Monday, February 3, 2014

[J.B.] Say, yes. Kshama, no.

Labor Supply and Demand come into equilibrium thanks to flexible wages. If the law makes them sticky, you won't be prosperous like Germany say, Christian Dustmann, Bernd Fitzenberger, Uta Schönbergand Alexandra Spitz-Oener;
Our research has important consequences for what Europe’s ailing southern European countries can learn from the German experience. Other countries, such as Italy and France, have far more centralised and legally anchored labour-market institutions than Germany....
....since 1995, Germany’s competitive position has persistently improved, while the competitiveness of some of its main European trading partners has deteriorated (Spain and Italy) or remained close to the 1995 position (France).

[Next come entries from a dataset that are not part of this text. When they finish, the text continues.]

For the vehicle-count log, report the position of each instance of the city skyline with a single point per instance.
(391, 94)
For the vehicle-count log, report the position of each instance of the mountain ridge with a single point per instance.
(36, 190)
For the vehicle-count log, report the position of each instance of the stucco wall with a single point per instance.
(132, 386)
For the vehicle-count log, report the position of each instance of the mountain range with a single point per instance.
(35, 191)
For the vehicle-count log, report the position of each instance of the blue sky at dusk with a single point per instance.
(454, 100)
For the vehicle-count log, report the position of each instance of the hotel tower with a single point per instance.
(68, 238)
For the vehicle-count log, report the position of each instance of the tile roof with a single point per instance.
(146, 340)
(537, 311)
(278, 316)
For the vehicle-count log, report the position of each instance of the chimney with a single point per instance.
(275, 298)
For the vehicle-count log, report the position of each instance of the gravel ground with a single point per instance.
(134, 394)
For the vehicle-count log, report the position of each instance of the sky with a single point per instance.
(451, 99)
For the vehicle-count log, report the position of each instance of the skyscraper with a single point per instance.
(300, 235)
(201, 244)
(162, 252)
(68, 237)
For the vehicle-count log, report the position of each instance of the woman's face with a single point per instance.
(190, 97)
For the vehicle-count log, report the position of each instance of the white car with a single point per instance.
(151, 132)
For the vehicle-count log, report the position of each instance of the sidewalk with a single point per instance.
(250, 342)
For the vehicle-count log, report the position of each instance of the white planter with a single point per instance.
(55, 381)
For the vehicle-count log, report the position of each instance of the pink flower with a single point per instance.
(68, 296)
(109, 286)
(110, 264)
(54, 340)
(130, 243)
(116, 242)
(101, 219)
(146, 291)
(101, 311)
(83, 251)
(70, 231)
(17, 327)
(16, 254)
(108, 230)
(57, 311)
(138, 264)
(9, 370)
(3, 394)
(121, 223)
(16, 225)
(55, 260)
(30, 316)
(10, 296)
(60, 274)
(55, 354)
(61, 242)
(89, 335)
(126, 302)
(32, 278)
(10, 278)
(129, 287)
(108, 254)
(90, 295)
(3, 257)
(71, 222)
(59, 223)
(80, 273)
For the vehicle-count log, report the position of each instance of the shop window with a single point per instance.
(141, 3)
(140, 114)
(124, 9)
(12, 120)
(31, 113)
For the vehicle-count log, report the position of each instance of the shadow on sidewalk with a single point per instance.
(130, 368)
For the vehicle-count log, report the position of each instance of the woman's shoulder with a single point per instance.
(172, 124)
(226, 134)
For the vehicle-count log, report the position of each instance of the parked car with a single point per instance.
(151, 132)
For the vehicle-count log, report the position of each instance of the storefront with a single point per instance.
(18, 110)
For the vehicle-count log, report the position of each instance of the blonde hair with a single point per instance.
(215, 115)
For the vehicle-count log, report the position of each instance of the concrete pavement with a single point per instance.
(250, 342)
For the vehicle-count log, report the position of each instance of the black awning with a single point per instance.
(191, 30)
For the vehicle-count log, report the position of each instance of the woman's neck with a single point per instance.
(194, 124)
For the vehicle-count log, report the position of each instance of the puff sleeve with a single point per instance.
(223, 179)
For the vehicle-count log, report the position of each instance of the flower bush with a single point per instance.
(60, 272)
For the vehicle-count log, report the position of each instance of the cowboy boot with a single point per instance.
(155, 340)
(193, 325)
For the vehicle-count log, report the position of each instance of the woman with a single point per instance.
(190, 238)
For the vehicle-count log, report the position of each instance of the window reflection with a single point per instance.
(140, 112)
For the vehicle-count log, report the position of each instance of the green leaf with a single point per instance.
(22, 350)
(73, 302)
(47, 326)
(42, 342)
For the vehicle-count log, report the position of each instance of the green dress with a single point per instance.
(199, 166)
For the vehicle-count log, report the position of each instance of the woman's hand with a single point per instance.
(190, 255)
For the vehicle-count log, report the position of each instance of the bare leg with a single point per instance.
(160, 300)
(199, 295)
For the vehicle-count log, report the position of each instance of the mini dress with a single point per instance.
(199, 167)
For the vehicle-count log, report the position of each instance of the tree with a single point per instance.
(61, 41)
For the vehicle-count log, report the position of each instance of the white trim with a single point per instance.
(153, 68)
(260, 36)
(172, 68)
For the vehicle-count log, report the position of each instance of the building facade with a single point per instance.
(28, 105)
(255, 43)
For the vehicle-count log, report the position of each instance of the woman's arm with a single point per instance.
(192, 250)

We argue that in the early to mid-1990s, the specific governance structure of the German system of industrial relations allowed for an unprecedented increase in the decentralisation (or localisation) of the process that sets wages, hours, and other aspects of working conditions, from the industry- and region-wide level to the level of the single firm or even the single worker. This process of wage decentralisation helped to bring down wages, in particular at the lower end of the wage distribution, and ultimately improved the competiveness of the German economy.
Germany’s system of industrial relations is not rooted in legislation and is not governed by the political process, but instead is laid out in contracts and mutual agreements between the three main labour-market parties: trade unions, employer associations, and works councils (the worker representatives who are typically present in medium-sized and large firms).
This allowed for an unprecedented decentralisation of the wage setting process....
Textbook economics. Ignore it at your own risk.